Viajar en China es ciertamente mucho más caro que en la mayoría de los países asiáticos. La comida es la excepción. Bienvenido al país donde encontraras los platos más grandes, grasientos, sabrosos y baratos del mundo. (Para más información, mira en la extensa sección sobe comida de esta página Web).
En general, dos cosas marcan la diferencia entre caro y muy caro: si hablas o no chino, y si quieres viajar por tu cuenta o siguiendo los consejos de un libro guía de viaje. Las guías de viaje son muy útiles para información práctica además de proporcionar cierta sensación de comodidad, pero eso tiene un precio: seguirás el camino de otros cientos de miles de mochileros que prefieren confiar en las propuestas fáciles y rutinarias de las grandes casas editoriales. Mi recomendación es intentar combinar lo que leas con los consejos de otros viajeros

Dos cosas que considerar:
De nuevo, viajar en China requiere muchísima energía si no hablas chino. La gente no habla lenguas foráneas, y las señales e indicaciones son solamente en chino, especialmente si se viaja al campo. De todos modos, algunas mejoras están siendo realizadas en las grandes ciudades: algunas estaciones de tren tienen ventanilla para extranjeros, sitios turísticos poseen indicaciones en ingles...
La segunda cosa a recordar es que los chinos (como la mayoría del mundo donde quiera que uno vaya) consideran que uno es rico por el simple hecho de ser extranjero en China. Y para la mentalidad china eso significa puerta abierta para timarte. Intentarán cobrarte más (o mucho más), y eso puede aplicarse incluso a precios establecidos: las versiones en inglés de los menús en los restaurantes tienen precios más elevados, a veces hasta el doble.
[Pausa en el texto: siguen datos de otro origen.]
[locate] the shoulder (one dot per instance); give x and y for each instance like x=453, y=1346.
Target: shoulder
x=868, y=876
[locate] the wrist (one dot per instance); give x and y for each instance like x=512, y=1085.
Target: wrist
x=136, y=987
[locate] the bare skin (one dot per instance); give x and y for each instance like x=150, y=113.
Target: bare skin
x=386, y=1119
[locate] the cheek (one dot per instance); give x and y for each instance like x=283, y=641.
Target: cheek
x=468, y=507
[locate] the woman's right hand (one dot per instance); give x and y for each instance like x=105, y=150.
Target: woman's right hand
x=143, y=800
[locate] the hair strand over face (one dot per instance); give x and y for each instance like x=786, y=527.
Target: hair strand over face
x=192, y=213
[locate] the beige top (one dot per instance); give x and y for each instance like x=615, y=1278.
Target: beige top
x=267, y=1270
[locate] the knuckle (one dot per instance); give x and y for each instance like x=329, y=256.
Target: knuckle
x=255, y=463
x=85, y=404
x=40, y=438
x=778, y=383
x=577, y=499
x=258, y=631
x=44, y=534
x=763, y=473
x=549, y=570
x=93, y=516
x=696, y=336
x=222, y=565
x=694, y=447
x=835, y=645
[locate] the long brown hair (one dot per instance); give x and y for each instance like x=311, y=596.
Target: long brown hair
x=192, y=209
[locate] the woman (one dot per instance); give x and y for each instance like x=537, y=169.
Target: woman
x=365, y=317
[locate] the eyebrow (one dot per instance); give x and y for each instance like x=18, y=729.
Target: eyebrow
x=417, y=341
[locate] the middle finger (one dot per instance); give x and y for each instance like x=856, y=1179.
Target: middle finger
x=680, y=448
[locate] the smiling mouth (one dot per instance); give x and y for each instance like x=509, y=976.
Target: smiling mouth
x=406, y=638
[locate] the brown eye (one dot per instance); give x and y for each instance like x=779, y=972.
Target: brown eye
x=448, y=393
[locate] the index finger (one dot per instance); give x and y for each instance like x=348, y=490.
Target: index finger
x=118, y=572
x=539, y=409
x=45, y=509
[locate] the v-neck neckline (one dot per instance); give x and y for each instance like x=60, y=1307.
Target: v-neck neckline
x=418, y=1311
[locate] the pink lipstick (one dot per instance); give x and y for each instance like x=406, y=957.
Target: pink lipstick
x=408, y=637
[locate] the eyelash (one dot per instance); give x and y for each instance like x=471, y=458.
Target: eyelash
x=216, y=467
En los puestos de venta de billetes de tren creen que uno siempre quiere primera clase. En las tiendas de recuerdos, así como los vendedores callejeros, no tienen vergüenza en pedirte hasta diez veces el precio de algo. Así que ésta es la regla: siempre pide lo que quieras, siempre pregunta los precios y siempre regatea por ellos.
Otra cosa que considerar (si usted NO es blanco):

Los chinos (y en la mayoría de los países asiáticos) son muy racistas. Eso significa: mientras más rubio-ojos-azules seas, más serás bienvenido. Si eres negro u oscuro vas a pasarlo muy mal: no sólo intentarán timarte, pero además lo harán riéndose de ti. Los chinos son muy curiosos: en algunas aldeas y pueblos no turísticos, la gente te mirará fijamente, bromearán, y si tu color de pelo es rubio, a veces una pequeña multitud te rodeará. Lo mismo ocurre si tu color de piel es negro, pero las sonrisas serán diferentes...

Todo es falso
Antes de tu llegada, tienes que saber que desde tiempos antiguos, los chinos son los verdaderos maestros del trabajo artesanal. En el pasado esto significaba productos exquisitos, lujosos, y de alta calidad (de ahí la expresión “un trabajo de chinos”), pero hoy eso a pasado a significar mala calidad y falso (nunca compres nada electrónico “hecho en China”, sin importar la marca que sea. Mira la sección de anécdotas al respecto). Todo está pre-fabricado para los tiempos consumistas actuales, desde pequeñas monedas hasta la Gran Muralla. Pero la destreza se mantiene: algunos objetos realmente parecen antigüedades; templos y monumentos simulan los originales, pero la mayoría son solamente reconstrucciones (“restauraciones” en el idioma oficial). Todo es apariencia en China: grandeza y esplendor, pero detrás del decorado la realidad puede ser muy diferente. Los chinos lo han practicado hasta la perfección: incluso algunos árboles en los parques, o rocas en sitios arqueológicos son artificiales.

Precios de entrada
¡Recuérdalo! La palabra “comunista” perdió su significado en China hace más de 25 años. Todos los beneficios de los regímenes comunistas han desaparecido: nada es público o gratis. Se tiene que pagar por todo: los precios de entrada van desde templos a “parques públicos”. Por si fuera poco, uno hasta tiene que pagar de más en caso de querer hacer sonar la campana en un templo o tomar una foto a la estatua de un Buda. Los precios aproximadamente son:
Parques: 1-20 Yuanes. (1Euro=10 Yuanes, 1US$=8 Yuanes)
Templos: 20-40 Yuanes.
Museos: 20-40 Yuanes.
Áreas paisajísticas, parques botánicos: 10-50 Yuanes.
Parques temáticos: 90 Yuanes.
Los precios de atracciones de primer orden como La Ciudad Prohibida, Los Guerreros de Terracota de Xian, el Buda Gigante de Leshan... se disparan hasta alrededor de los 90 Yuanes. El gobierno a anunciado subir los precios próximamente.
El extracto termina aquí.